5 Ways Men Can Support Gender Equality in the Tech Workplace

Despite the #MeToo movement and recent outcries for equality, 85 percent of women and 62 percent of men believe gender discrimination exists in tech, according to the Dice Diversity and Inclusion Report 2018. Couple that with a recent Pew Research Center survey in which 48 percent of women in STEM jobs said their gender has made it harder for them to succeed, and it’s clear that discrimination remains persistent.

No matter how big the problem, you can perhaps make things at least a little better by acting as an agent of change in your workplace. Here are five ways that men in technology can support their female colleagues.

Speak Up

Don’t be afraid to push for change by pointing out unfair treatment or practices in the workplace, even if it means walking out or blowing the whistle online, suggested Ursula Mead, founder and CEO of InHerSight, a site dedicated to helping women improve workplaces.

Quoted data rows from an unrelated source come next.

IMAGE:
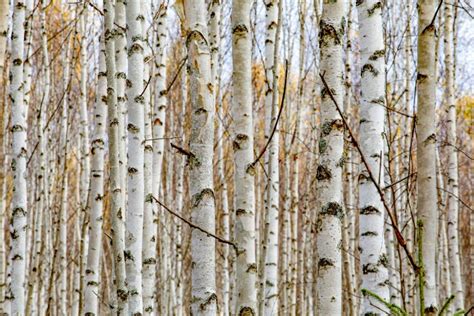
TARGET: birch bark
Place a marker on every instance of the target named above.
(371, 226)
(329, 171)
(135, 155)
(426, 140)
(244, 191)
(453, 181)
(4, 9)
(270, 290)
(93, 280)
(201, 186)
(18, 163)
(116, 188)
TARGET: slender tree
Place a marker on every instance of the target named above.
(331, 160)
(453, 179)
(372, 114)
(135, 153)
(116, 188)
(201, 186)
(270, 290)
(18, 164)
(244, 194)
(93, 280)
(426, 142)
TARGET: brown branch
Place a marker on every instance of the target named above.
(398, 234)
(182, 151)
(457, 198)
(183, 62)
(192, 225)
(282, 104)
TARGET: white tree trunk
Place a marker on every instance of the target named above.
(329, 171)
(426, 140)
(93, 279)
(121, 65)
(453, 181)
(179, 207)
(149, 216)
(4, 15)
(244, 192)
(116, 188)
(373, 258)
(201, 186)
(270, 290)
(135, 154)
(18, 164)
(64, 207)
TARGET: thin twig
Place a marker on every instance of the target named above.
(183, 151)
(277, 119)
(192, 225)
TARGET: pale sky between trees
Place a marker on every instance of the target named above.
(236, 157)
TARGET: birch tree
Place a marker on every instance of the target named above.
(18, 164)
(372, 114)
(93, 280)
(135, 153)
(329, 171)
(270, 290)
(453, 181)
(244, 194)
(116, 188)
(201, 186)
(426, 141)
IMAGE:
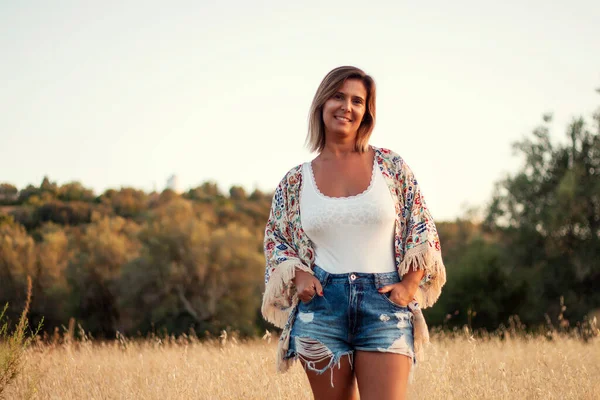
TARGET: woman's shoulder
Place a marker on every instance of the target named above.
(390, 158)
(292, 177)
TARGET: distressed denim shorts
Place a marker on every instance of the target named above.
(351, 315)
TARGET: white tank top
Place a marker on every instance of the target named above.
(350, 234)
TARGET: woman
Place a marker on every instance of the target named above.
(351, 252)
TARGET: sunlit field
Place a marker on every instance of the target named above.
(457, 367)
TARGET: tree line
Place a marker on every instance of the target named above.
(135, 262)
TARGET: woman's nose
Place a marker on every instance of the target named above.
(347, 106)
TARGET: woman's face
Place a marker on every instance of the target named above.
(344, 111)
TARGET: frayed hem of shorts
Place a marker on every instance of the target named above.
(335, 359)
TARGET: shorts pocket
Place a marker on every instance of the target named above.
(386, 297)
(314, 298)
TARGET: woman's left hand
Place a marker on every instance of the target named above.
(401, 293)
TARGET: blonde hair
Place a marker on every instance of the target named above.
(315, 140)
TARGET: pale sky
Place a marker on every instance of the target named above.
(126, 93)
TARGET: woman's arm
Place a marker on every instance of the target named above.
(282, 260)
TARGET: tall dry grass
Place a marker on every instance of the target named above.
(458, 366)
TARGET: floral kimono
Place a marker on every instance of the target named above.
(287, 248)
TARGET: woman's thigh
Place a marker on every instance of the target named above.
(381, 376)
(343, 380)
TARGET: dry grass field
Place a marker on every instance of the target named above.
(457, 367)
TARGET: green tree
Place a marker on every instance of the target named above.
(549, 218)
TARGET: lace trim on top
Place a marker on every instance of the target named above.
(364, 192)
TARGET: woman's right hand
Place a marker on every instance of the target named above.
(307, 285)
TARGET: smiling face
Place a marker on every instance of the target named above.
(344, 111)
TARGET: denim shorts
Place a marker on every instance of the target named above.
(351, 315)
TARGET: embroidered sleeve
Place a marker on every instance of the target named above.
(282, 260)
(421, 243)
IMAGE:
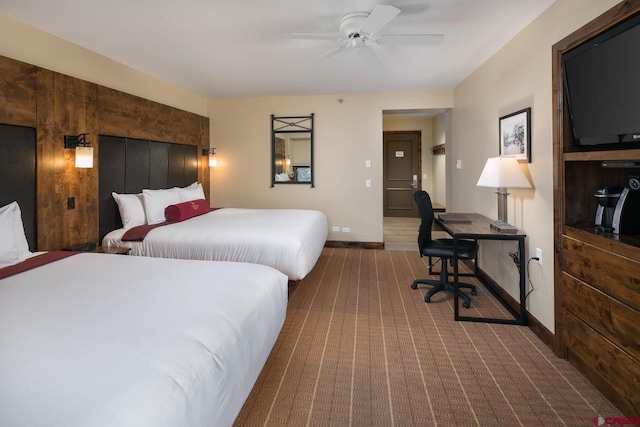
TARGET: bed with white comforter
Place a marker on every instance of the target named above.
(112, 340)
(289, 240)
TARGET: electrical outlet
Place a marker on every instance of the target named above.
(539, 256)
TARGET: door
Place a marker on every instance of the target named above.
(401, 174)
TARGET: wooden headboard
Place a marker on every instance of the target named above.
(18, 174)
(130, 165)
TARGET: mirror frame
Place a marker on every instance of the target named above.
(291, 124)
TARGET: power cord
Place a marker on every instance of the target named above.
(535, 258)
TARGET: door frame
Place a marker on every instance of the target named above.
(384, 164)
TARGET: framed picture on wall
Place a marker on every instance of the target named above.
(515, 135)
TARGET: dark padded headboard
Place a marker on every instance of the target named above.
(129, 165)
(18, 174)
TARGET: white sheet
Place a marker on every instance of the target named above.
(289, 240)
(112, 340)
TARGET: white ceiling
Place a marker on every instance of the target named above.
(237, 48)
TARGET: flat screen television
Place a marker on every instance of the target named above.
(602, 84)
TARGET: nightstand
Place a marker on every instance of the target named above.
(118, 250)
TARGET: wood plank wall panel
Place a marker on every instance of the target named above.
(125, 115)
(58, 105)
(17, 93)
(66, 106)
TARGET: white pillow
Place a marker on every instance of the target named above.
(193, 186)
(155, 202)
(191, 193)
(14, 247)
(131, 209)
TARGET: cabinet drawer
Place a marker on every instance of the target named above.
(615, 275)
(615, 321)
(611, 370)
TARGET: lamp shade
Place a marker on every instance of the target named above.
(503, 172)
(84, 157)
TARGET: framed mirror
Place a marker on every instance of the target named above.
(292, 150)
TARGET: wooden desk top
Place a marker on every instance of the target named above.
(473, 225)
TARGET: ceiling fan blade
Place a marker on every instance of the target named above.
(369, 57)
(411, 39)
(306, 36)
(380, 16)
(325, 56)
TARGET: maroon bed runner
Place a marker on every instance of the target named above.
(137, 234)
(33, 262)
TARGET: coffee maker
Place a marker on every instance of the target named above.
(607, 201)
(618, 208)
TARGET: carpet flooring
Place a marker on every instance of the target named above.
(359, 347)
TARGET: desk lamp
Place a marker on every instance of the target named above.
(503, 172)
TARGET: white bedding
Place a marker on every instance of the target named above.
(112, 340)
(289, 240)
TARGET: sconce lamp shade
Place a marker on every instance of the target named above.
(84, 157)
(84, 153)
(503, 172)
(211, 152)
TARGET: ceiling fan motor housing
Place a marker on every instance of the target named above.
(351, 22)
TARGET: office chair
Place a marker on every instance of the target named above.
(440, 248)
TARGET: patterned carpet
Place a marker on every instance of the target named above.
(360, 347)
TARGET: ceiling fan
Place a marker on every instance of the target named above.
(361, 30)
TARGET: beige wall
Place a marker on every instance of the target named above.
(441, 131)
(33, 46)
(346, 135)
(518, 76)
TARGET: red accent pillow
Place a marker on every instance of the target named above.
(186, 210)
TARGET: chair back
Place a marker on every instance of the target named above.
(426, 218)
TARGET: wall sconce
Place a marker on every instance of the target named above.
(211, 153)
(84, 153)
(503, 172)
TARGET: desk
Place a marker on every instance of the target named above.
(476, 227)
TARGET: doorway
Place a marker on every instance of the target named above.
(401, 174)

Collective action not only brings attention to the plight of women; it often results in better corporate protections, Mead noted. For instance, the recent protest at Google over the handling of sexual harassment allegations not only ushered in policy changes at the search-engine giant, but several other tech companies got the message and followed suit with their own policy alterations.

Become an Ally

According to Mead, over 40 percent of the women who rate the places they’ve worked on InHerSight say they don’t have male allies or advocates at work. As a result, they are often excluded from important meetings or decision-making caucuses, which in turn impacts their careers, professional growth and workloads. Worse, their ideas are either overlooked or plagiarized by their male counterparts, a behavior known as “hepeating.”

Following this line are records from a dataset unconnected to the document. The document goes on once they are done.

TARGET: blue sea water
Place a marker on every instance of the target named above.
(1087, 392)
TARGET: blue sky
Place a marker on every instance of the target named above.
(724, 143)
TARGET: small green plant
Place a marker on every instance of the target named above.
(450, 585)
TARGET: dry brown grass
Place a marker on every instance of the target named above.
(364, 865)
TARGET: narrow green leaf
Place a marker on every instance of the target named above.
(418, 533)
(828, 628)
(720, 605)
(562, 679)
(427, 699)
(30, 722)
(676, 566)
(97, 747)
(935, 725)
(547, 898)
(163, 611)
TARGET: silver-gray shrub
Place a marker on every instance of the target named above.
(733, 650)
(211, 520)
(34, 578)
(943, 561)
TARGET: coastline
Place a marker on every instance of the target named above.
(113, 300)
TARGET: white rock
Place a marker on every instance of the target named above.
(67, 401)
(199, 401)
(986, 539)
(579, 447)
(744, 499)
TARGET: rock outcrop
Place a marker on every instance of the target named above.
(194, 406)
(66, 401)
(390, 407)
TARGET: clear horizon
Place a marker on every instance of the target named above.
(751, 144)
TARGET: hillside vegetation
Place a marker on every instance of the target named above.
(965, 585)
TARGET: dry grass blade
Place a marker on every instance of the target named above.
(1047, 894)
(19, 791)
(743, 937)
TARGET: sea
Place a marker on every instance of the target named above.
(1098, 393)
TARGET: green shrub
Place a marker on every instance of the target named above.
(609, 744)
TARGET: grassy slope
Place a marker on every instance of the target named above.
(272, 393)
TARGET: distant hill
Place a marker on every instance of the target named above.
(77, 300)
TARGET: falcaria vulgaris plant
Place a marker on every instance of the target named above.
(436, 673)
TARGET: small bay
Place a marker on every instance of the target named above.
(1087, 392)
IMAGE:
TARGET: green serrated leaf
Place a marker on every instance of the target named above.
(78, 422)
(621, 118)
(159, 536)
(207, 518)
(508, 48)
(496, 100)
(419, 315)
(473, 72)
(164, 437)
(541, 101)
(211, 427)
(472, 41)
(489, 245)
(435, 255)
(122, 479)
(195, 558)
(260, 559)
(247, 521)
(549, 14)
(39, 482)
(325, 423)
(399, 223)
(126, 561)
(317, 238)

As a male employee, you can lobby for change by amplifying the voice of women in the workplace. Recognize their ideas in meetings, solicit their input, and tout their accomplishments. If you’re comfortable doing so, volunteer to share a past or current salary as a way to counter the pay discrimination that often plagues women in technical fields; arming them with that information will allow them to more effectively negotiate their next raise.

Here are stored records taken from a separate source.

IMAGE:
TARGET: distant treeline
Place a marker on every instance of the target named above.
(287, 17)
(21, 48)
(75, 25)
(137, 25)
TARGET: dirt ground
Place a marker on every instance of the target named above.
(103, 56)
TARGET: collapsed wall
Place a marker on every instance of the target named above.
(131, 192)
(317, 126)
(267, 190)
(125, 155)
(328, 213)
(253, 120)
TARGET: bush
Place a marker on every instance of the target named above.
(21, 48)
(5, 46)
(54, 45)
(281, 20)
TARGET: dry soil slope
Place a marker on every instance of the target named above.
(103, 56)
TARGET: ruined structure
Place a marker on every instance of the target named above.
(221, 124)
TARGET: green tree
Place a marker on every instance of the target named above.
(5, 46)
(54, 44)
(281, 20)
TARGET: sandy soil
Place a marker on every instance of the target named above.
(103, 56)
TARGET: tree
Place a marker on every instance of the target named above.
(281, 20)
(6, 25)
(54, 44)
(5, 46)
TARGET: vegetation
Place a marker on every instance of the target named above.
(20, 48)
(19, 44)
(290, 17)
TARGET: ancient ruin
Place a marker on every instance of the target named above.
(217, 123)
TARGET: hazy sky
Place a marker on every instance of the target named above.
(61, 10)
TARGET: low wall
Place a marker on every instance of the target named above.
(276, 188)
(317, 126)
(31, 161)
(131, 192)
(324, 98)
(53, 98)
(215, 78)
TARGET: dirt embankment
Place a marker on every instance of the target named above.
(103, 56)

Embolden Women through Mentoring

Offer to serve as a mentor to your women colleagues by sharing your expertise. Invite them to participate in leadership tasks, as well.

“You don’t necessarily need a formal mentoring relationship to help women advance,” noted Kirsten Moorefield, co-founder and COO of Cloverleaf, a provider of team assessment tools. Provide tips for navigating a male-dominated workplace. Alternatively, help junior colleagues deepen their managerial skills by allowing them to push back when they disagree; walk them through your reasoning when you make decisions.

Avoid Double Standards

When it comes to recognizing skills and achievements (and awarding raises and promotions), studies show that double standards are alive and well.

For example, in a blind study of GitHub users, code written by women was accepted 78.6 percent of the time—4 percent more than code written by men. Yet even if women were rated as better coders, they were only recognized as such when their gender was omitted from their submissions. Moreover, while men are encouraged and respected for being assertive, women who exhibit assertive behaviors tend to viewed negatively in a workplace environment.

So what can male tech pros do to help level the playing field? Recognize and overcome your unconscious bias and stereotypes that may influence the way you evaluate the contributions of your female colleagues. Use the same standards and measures to assess the value of work done by all genders.

Support a More Curious Culture

Doing what you can to promote a more inclusive culture not only encourages creative problem-solving and innovation among teams—it benefits women by fostering inclusiveness and diversity within the workplace. Support open-minded conversations where everyone feels empowered to contribute their thoughts and ideas.

Cognitive diversity has become increasingly important, especially in tech,” Moorefield explained. That’s because understanding the cultural views, problems and preferences of a diverse user base is critical to launching a new solution or tool. As tech pros and leaders are discovering, the best way to appeal to the needs of diverse customers is by having a diverse workforce.